Supreme Court Issues Pro-Employer Ruling on Class Action Waiver Issue
Monday, May 21, 2018

On May 21, 2018, the Supreme Court of the United States settled the contentious class action waiver issue that has riled courts for the past six years. In a 5-4 opinion, the Court upheld class action waivers in arbitration agreements. Relying heavily on the text of the Federal Arbitration Act (FAA) and “a congressional command requiring us to enforce, not override, the terms of the arbitration agreements before us,” the Court ruled that the FAA instructs “federal courts to enforce arbitration agreements according to their terms—including terms providing for individualized proceedings.” The Court also reasoned that neither the FAA’s savings clause nor the National Labor Relations Act (NLRA) contravenes this conclusion. Epic Systems Corporation v. Lewis, Supreme Court of the United States, Nos. 16–285, 16–300, 16–307 (May 21, 2018).


In January 2012, the National Labor Relations Board ruled in D.R. Horton, 357 NLRB No. 184 (2012) that employers cannot use class action waivers in arbitration agreements with employees covered by the National Labor Relations Act. The Board reasoned such waivers limit employees’ rights under the NLRA to engage in “concerted activities” in pursuit of their “mutual aid or protection.” That holding appeared to put the Board on a collision course with Supreme Court precedent under the Federal Arbitration Act approving class action waivers; however, the Board reasoned the Supreme Court’s prior cases had never involved the NLRA and didn’t apply.
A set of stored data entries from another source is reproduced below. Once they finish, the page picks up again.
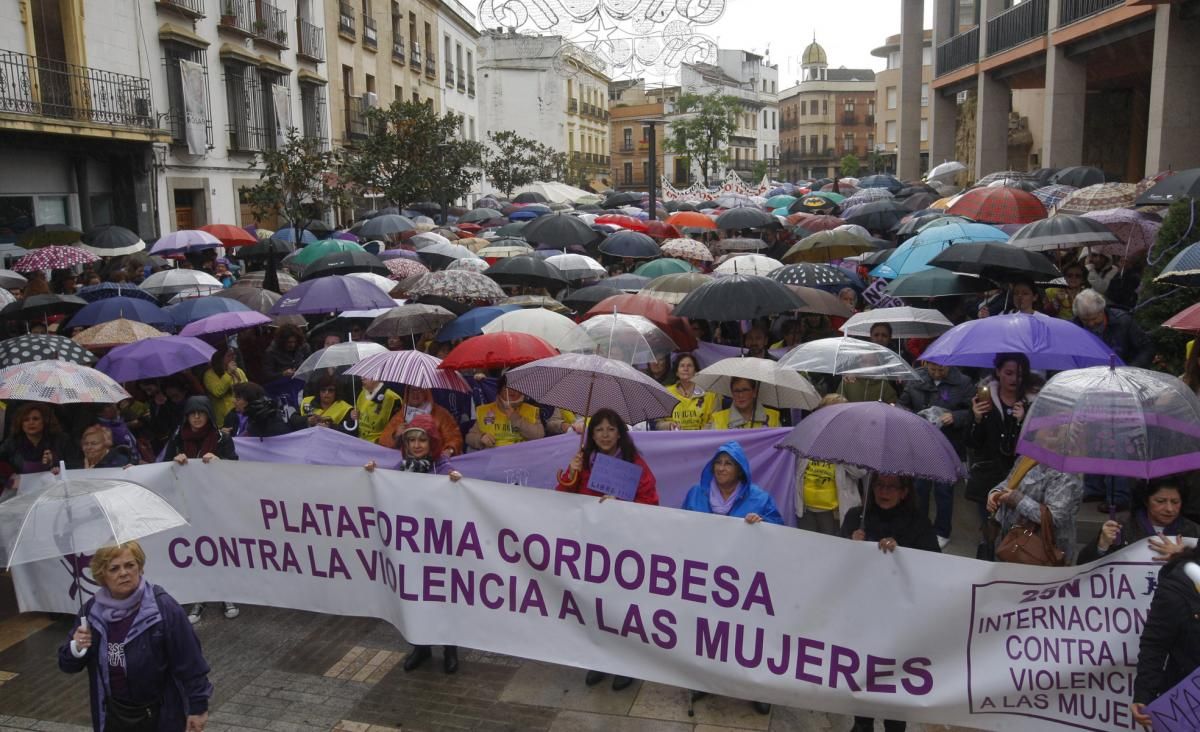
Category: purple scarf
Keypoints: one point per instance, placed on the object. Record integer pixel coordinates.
(112, 610)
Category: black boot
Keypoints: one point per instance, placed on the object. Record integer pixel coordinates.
(418, 655)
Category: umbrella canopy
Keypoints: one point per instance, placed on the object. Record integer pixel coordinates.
(53, 258)
(115, 333)
(849, 357)
(408, 319)
(777, 387)
(558, 330)
(173, 282)
(999, 205)
(1062, 232)
(408, 367)
(95, 513)
(905, 322)
(336, 357)
(629, 339)
(155, 358)
(497, 351)
(876, 437)
(133, 309)
(585, 384)
(1049, 342)
(112, 241)
(330, 294)
(42, 347)
(738, 298)
(1114, 421)
(59, 383)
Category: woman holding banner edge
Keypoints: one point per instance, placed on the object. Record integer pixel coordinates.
(607, 435)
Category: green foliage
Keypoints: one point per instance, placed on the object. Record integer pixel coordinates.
(297, 181)
(411, 154)
(703, 130)
(1157, 301)
(850, 166)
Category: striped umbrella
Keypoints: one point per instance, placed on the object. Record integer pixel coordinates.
(408, 367)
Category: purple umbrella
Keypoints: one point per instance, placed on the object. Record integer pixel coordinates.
(331, 294)
(879, 437)
(1049, 342)
(222, 324)
(155, 358)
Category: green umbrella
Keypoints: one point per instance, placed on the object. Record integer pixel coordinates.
(657, 268)
(324, 247)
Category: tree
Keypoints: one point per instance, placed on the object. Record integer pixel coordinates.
(297, 181)
(702, 131)
(411, 154)
(850, 166)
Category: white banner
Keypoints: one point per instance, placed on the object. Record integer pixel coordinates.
(700, 601)
(282, 101)
(196, 114)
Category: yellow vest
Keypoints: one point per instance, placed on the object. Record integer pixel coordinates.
(693, 412)
(721, 419)
(376, 413)
(492, 421)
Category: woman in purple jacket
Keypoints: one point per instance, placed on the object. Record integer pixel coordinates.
(145, 670)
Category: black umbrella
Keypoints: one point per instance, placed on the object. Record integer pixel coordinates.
(879, 215)
(1062, 232)
(527, 270)
(738, 298)
(112, 241)
(744, 217)
(1171, 189)
(343, 263)
(1079, 177)
(996, 262)
(559, 231)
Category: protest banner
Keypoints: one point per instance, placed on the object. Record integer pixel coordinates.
(693, 600)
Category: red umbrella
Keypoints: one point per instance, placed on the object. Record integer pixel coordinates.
(229, 234)
(653, 310)
(999, 205)
(497, 351)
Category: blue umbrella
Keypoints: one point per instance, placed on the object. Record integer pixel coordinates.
(114, 289)
(131, 309)
(195, 309)
(472, 322)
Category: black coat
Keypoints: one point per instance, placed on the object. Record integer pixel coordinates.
(1170, 641)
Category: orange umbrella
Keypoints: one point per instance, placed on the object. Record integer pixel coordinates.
(691, 220)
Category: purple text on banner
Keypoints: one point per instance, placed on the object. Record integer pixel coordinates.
(1179, 709)
(615, 477)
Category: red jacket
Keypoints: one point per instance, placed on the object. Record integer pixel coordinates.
(647, 487)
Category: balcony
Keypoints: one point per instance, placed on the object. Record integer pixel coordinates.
(1077, 10)
(1018, 24)
(190, 9)
(238, 16)
(355, 118)
(53, 89)
(310, 41)
(346, 21)
(271, 27)
(370, 33)
(958, 52)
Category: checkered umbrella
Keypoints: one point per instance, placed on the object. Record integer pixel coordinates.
(1099, 197)
(999, 205)
(59, 383)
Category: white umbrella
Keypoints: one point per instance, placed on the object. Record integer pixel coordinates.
(905, 322)
(777, 387)
(558, 330)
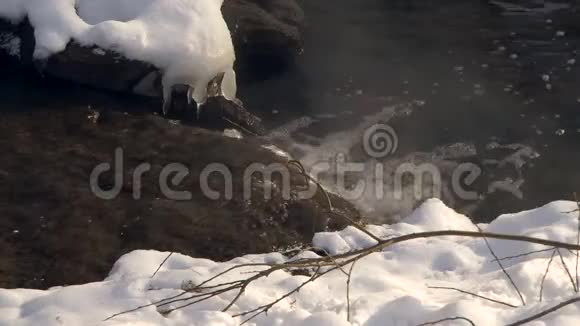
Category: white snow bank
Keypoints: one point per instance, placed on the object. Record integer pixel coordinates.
(187, 39)
(388, 288)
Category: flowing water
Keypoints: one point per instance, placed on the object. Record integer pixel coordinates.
(495, 84)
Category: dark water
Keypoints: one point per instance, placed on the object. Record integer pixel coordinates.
(486, 74)
(475, 73)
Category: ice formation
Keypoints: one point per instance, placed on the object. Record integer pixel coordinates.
(188, 40)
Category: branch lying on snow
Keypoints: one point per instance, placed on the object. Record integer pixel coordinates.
(545, 312)
(502, 268)
(473, 294)
(203, 291)
(448, 319)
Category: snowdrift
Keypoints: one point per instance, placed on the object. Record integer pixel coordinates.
(391, 287)
(188, 40)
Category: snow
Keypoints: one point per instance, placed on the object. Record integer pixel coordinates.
(187, 39)
(389, 288)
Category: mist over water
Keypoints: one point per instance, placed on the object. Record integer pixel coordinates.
(493, 84)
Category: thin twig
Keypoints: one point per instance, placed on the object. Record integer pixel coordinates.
(577, 243)
(329, 202)
(523, 255)
(545, 312)
(161, 265)
(502, 268)
(348, 291)
(336, 261)
(567, 270)
(448, 319)
(473, 294)
(546, 274)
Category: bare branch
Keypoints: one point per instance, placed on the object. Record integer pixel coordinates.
(348, 291)
(330, 206)
(546, 274)
(473, 294)
(161, 265)
(502, 268)
(567, 270)
(545, 312)
(448, 319)
(335, 262)
(577, 243)
(523, 255)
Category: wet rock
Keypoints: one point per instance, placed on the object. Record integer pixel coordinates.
(54, 230)
(267, 34)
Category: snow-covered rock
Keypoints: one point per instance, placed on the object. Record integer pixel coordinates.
(188, 40)
(391, 287)
(128, 45)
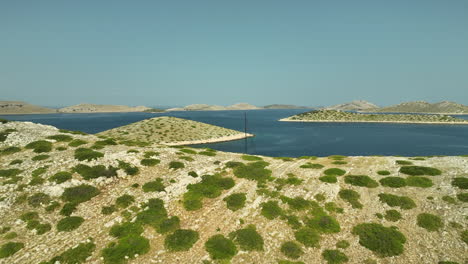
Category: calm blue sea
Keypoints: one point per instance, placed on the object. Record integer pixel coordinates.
(293, 139)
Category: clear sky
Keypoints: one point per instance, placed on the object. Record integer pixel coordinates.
(305, 52)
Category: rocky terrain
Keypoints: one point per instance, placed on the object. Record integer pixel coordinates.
(443, 107)
(340, 116)
(357, 105)
(68, 197)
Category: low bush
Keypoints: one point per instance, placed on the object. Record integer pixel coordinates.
(291, 250)
(235, 201)
(421, 182)
(149, 162)
(80, 193)
(403, 202)
(429, 222)
(383, 241)
(333, 256)
(393, 182)
(82, 154)
(69, 223)
(308, 237)
(419, 171)
(351, 197)
(181, 240)
(154, 186)
(361, 180)
(248, 239)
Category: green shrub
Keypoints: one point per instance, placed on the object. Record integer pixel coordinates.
(308, 237)
(351, 197)
(383, 172)
(149, 162)
(271, 210)
(126, 229)
(181, 240)
(253, 171)
(291, 249)
(38, 199)
(403, 202)
(309, 165)
(422, 182)
(393, 182)
(459, 182)
(328, 179)
(176, 165)
(9, 249)
(392, 215)
(251, 158)
(124, 201)
(169, 225)
(80, 193)
(235, 201)
(430, 222)
(383, 241)
(61, 138)
(127, 247)
(87, 154)
(154, 186)
(335, 172)
(94, 172)
(40, 146)
(248, 239)
(69, 223)
(361, 180)
(403, 162)
(463, 197)
(77, 143)
(61, 177)
(333, 256)
(419, 170)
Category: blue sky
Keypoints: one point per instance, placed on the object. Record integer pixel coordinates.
(222, 52)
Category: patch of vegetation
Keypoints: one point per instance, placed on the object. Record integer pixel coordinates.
(430, 222)
(351, 197)
(82, 154)
(335, 172)
(393, 182)
(176, 165)
(61, 177)
(154, 186)
(69, 223)
(235, 201)
(420, 170)
(94, 172)
(291, 250)
(392, 215)
(404, 202)
(80, 193)
(40, 146)
(248, 239)
(308, 237)
(328, 179)
(149, 162)
(181, 240)
(310, 165)
(383, 241)
(10, 248)
(333, 256)
(460, 182)
(361, 180)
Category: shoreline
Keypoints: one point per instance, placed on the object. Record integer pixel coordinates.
(389, 122)
(208, 141)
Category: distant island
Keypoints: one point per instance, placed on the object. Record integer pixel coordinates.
(340, 116)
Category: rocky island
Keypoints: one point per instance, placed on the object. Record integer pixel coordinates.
(341, 116)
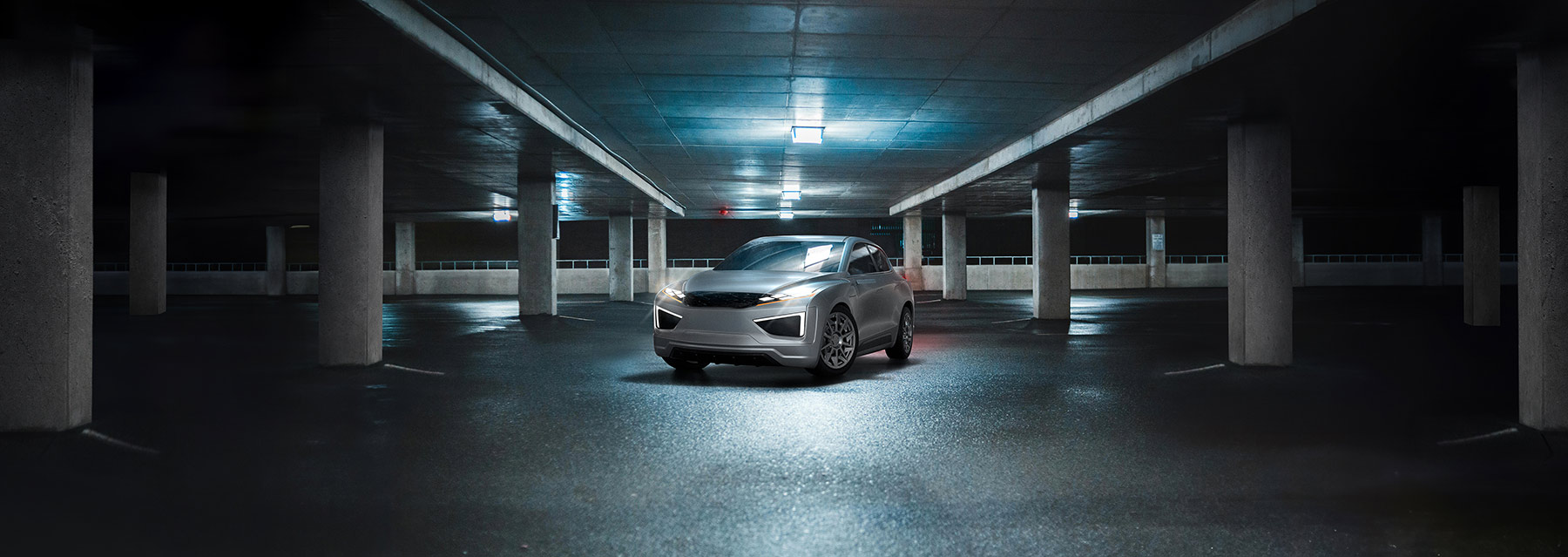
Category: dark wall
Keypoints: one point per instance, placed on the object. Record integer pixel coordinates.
(1195, 235)
(201, 241)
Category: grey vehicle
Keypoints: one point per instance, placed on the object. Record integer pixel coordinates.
(814, 302)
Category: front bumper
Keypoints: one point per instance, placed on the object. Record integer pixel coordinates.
(729, 336)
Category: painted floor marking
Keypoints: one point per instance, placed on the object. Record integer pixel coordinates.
(416, 370)
(1195, 369)
(117, 443)
(1479, 437)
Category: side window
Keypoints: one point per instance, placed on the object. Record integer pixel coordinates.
(862, 261)
(882, 259)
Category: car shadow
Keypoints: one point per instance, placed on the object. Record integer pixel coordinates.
(770, 377)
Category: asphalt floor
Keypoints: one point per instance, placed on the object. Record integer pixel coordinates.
(1120, 431)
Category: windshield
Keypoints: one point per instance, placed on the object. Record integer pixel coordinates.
(784, 256)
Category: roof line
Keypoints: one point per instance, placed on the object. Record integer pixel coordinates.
(1242, 29)
(427, 33)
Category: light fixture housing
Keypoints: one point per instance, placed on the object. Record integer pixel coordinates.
(807, 133)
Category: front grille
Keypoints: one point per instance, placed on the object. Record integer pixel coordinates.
(734, 358)
(666, 319)
(721, 298)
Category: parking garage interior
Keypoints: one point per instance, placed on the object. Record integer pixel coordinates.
(378, 276)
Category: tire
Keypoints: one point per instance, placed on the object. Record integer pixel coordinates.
(905, 344)
(686, 364)
(841, 337)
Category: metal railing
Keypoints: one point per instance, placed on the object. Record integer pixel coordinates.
(1031, 261)
(1109, 259)
(1195, 259)
(698, 262)
(184, 267)
(924, 261)
(386, 266)
(1458, 258)
(1364, 258)
(463, 266)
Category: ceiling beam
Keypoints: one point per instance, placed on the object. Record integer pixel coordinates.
(1246, 27)
(419, 29)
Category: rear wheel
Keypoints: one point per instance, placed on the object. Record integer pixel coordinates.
(905, 345)
(839, 341)
(686, 364)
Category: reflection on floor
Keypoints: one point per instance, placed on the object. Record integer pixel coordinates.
(1119, 431)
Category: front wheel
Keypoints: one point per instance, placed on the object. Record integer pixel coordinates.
(686, 364)
(839, 339)
(905, 345)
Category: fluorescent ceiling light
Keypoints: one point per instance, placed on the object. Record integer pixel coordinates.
(805, 133)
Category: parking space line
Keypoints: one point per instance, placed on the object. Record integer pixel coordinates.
(1484, 437)
(409, 369)
(1195, 369)
(117, 443)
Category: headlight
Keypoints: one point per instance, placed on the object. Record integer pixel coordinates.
(784, 325)
(673, 292)
(792, 294)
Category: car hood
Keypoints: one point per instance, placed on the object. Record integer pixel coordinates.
(747, 282)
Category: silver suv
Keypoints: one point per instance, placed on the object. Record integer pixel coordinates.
(814, 302)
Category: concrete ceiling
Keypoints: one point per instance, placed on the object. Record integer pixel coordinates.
(701, 96)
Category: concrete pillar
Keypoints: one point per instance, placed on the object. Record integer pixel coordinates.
(1260, 242)
(46, 223)
(1052, 253)
(913, 251)
(1432, 248)
(619, 262)
(403, 259)
(658, 255)
(1297, 251)
(1154, 248)
(1482, 266)
(350, 278)
(535, 248)
(956, 258)
(276, 262)
(149, 243)
(1544, 225)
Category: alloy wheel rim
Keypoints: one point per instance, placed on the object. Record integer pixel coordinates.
(838, 341)
(909, 331)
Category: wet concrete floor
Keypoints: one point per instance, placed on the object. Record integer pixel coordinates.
(493, 435)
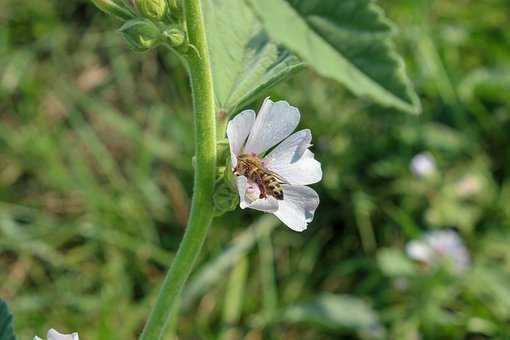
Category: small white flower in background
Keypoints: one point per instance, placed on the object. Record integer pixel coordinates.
(274, 182)
(423, 165)
(54, 335)
(437, 246)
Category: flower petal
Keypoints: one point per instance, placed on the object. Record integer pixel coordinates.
(297, 208)
(248, 197)
(292, 160)
(238, 130)
(274, 122)
(54, 335)
(269, 204)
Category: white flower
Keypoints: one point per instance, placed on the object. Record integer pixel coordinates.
(290, 162)
(54, 335)
(436, 246)
(423, 165)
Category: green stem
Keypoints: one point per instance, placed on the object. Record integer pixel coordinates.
(205, 151)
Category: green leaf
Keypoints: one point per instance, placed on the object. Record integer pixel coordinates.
(244, 60)
(394, 263)
(336, 312)
(6, 332)
(347, 40)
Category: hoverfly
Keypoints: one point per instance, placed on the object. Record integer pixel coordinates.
(268, 182)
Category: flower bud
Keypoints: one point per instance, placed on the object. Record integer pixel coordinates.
(175, 37)
(111, 7)
(141, 34)
(152, 9)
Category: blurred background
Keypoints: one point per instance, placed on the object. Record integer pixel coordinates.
(96, 176)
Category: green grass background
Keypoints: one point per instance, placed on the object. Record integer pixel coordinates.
(96, 174)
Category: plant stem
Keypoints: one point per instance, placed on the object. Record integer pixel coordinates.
(203, 189)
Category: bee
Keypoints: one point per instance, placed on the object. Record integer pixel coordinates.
(268, 182)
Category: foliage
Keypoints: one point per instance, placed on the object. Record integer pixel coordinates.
(95, 179)
(6, 332)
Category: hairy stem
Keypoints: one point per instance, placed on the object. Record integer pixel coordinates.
(205, 152)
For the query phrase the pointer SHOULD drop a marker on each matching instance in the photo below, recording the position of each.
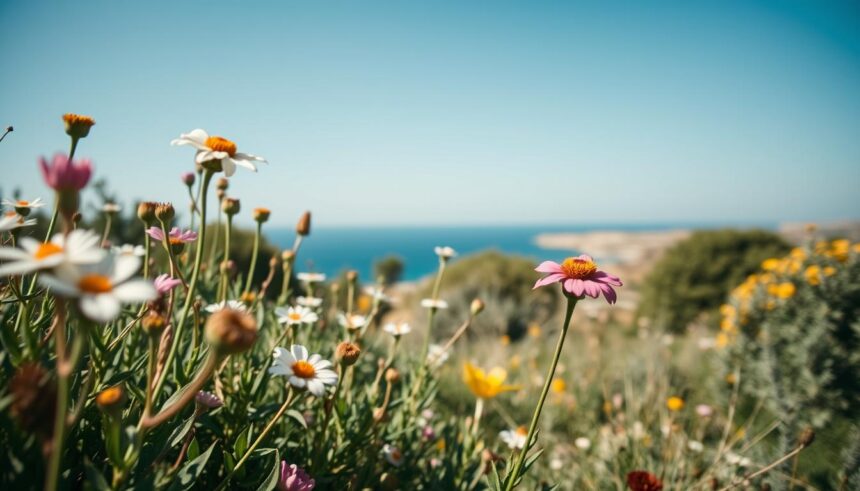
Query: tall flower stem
(511, 479)
(254, 254)
(259, 439)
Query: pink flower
(175, 235)
(64, 174)
(164, 283)
(579, 276)
(294, 478)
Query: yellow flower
(675, 403)
(486, 385)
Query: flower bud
(477, 307)
(347, 353)
(303, 228)
(231, 206)
(261, 215)
(392, 376)
(146, 212)
(78, 126)
(165, 212)
(230, 331)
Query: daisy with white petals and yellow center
(303, 372)
(101, 288)
(218, 149)
(296, 315)
(80, 247)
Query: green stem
(511, 479)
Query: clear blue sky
(454, 112)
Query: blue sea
(334, 250)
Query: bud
(392, 376)
(261, 215)
(78, 126)
(165, 212)
(230, 206)
(153, 323)
(304, 226)
(807, 436)
(477, 307)
(146, 212)
(188, 178)
(347, 353)
(111, 400)
(230, 331)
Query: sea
(332, 250)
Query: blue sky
(454, 112)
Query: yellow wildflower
(486, 385)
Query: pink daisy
(579, 276)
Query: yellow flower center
(47, 249)
(220, 144)
(303, 369)
(573, 267)
(95, 283)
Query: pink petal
(548, 267)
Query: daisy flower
(218, 149)
(444, 252)
(429, 303)
(296, 315)
(354, 321)
(393, 455)
(514, 439)
(579, 277)
(80, 247)
(226, 304)
(302, 371)
(397, 329)
(101, 288)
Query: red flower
(643, 481)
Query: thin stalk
(512, 477)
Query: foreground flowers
(302, 371)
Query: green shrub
(695, 275)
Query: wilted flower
(296, 315)
(302, 371)
(392, 455)
(579, 277)
(219, 150)
(101, 288)
(79, 247)
(486, 385)
(294, 478)
(515, 439)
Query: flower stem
(511, 479)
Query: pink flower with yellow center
(579, 277)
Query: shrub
(695, 275)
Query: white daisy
(101, 288)
(429, 303)
(444, 252)
(129, 250)
(80, 247)
(312, 302)
(514, 439)
(392, 455)
(296, 315)
(311, 277)
(12, 220)
(397, 329)
(217, 148)
(354, 321)
(226, 304)
(302, 371)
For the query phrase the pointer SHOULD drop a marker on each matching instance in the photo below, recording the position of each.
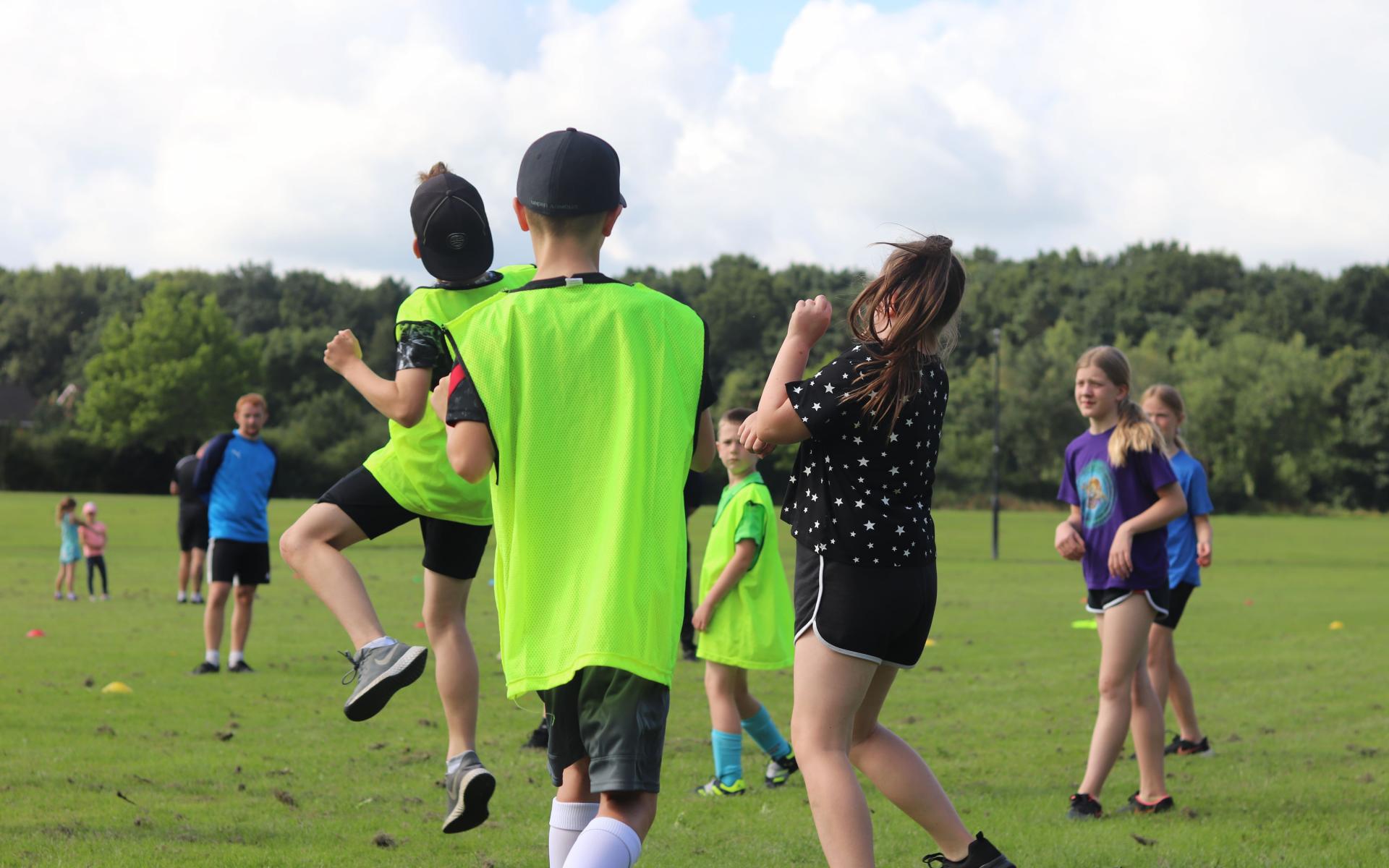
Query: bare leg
(196, 560)
(313, 549)
(1123, 650)
(456, 664)
(902, 775)
(830, 688)
(184, 564)
(242, 616)
(214, 614)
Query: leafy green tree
(171, 377)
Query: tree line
(1285, 371)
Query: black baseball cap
(570, 173)
(451, 228)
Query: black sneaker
(982, 854)
(1084, 807)
(1142, 807)
(539, 738)
(1182, 747)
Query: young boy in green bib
(745, 617)
(410, 480)
(585, 400)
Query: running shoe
(718, 788)
(1084, 807)
(469, 789)
(982, 854)
(781, 768)
(380, 673)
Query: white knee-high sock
(567, 820)
(606, 843)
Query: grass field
(1002, 709)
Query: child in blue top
(1188, 550)
(1123, 493)
(69, 549)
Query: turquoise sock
(765, 733)
(729, 756)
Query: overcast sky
(169, 135)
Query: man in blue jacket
(235, 475)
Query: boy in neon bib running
(745, 617)
(410, 478)
(585, 391)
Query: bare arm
(400, 400)
(734, 573)
(1170, 504)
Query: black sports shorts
(881, 614)
(231, 560)
(1176, 605)
(192, 528)
(614, 718)
(451, 548)
(1109, 597)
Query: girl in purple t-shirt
(1123, 493)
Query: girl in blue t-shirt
(1123, 493)
(69, 549)
(1188, 550)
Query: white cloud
(173, 135)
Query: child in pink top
(93, 548)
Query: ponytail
(919, 292)
(1134, 430)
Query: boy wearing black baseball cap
(410, 480)
(578, 371)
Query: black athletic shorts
(614, 718)
(451, 549)
(1176, 605)
(231, 560)
(192, 528)
(881, 614)
(1099, 600)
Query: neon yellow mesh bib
(753, 624)
(590, 393)
(413, 466)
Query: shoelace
(356, 665)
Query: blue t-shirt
(237, 475)
(1108, 498)
(1181, 532)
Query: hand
(810, 320)
(342, 350)
(747, 436)
(1121, 553)
(439, 399)
(703, 614)
(1069, 542)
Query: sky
(188, 135)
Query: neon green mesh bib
(413, 466)
(592, 392)
(753, 624)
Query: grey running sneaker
(380, 673)
(470, 788)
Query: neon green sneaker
(781, 768)
(718, 788)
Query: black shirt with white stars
(860, 495)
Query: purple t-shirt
(1110, 496)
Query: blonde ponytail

Most federal courts disagreed with the Board’s reasoning. In fact, the Fifth Circuit (in an appeal handled by Ogletree Deakins) refused to enforce the Board’s D.R. Horton decision. Scores of lower federal courts subsequently refused to follow the Board’s ruling, citing the Fifth Circuit’s rejection of it. Two other courts of appeals, the Second and the Eighth, similarly spurned the Board’s view.

Undeterred, the Board invoked its policy of not acquiescing to federal courts lower than the Supreme Court and adhered to its position in Murphy Oil USA, Inc., 361 NLRB No. 72 (2014). The Fifth Circuit again refused to enforce that decision.

Although dozens of federal and state courts continued to reject the Board’s rationale as inconsistent with the FAA, recently two courts of appeals went the other direction, creating a circuit split. The Seventh Circuit became the first federal appellate court to agree with the Board in Epic Systems v. Lewis in May 2016. The Ninth Circuit followed suit in August 2016 in  Ernst & Young LLP v. Morris, and, in 2017, the Sixth Circuit did so as well.

The six-year long standoff between the Board and most courts, and the more recent split between the Second, Fifth, and Eighth Circuits on one side and the Seventh, Ninth, and Sixth Circuits on the other, have left employers in a bind, as national and regional employers have found their practices subject to conflicting precedent depending on the circuit at issue.

On January 13, 2017, the Supreme Court agreed to take up the matter. With at least a half dozen petitions for certiorari pending on this class action waiver issue, the Court agreed to hear appeals in Murphy OilLewis, and Morris. The Court also consolidated the three cases. On October 2, 2017, the Supreme Court of the United States heard oral argument in the three consolidated cases.

The Supreme Court’s Decision

After a thorough examination of the FAA and Section 7 of the NLRB, the Court concluded that “the law is clear: Congress has instructed that arbitration agreements [] must be enforced as written. While Congress is of course always free to amend this judgment, we see nothing suggesting it did so in the NLRA—much less that it manifested a clear intention to displace the Arbitration Act.” The Court considered the argument that the FAA’s savings clause—which allows courts to refuse to enforce arbitration agreements “upon such grounds as exist at law or in equity for the revocation of any contract”—creates an exception on the basis that the NLRA renders class and collective action waivers illegal. Justice Gorsuch, relying on the Supreme Court’s 2011 AT&T Mobility LLC v. Concepcion decision, reasoned that this argument is flawed. The savings clause permits courts to invalidate agreements on the basis of contract defenses such as fraud and duress, the Court ruled, and not, citing Concepcion, on the basis of “defenses that apply only to arbitration”

The Court also rejected the argument that class action waivers are invalid under Section 7 of the NLRA. According to Justice Gorsuch, “[t]he notion that Section 7 confers a right to class or collective actions seems pretty unlikely when you recall that procedures like that were hardly known when the NLRA was adopted in 1935.” As a result, the Court reversed the judgments in Epic Systems and Ernst & Young and remanded the two cases for further proceedings consistent with the Court’s opinion. The Court also affirmed the judgment in Murphy Oil.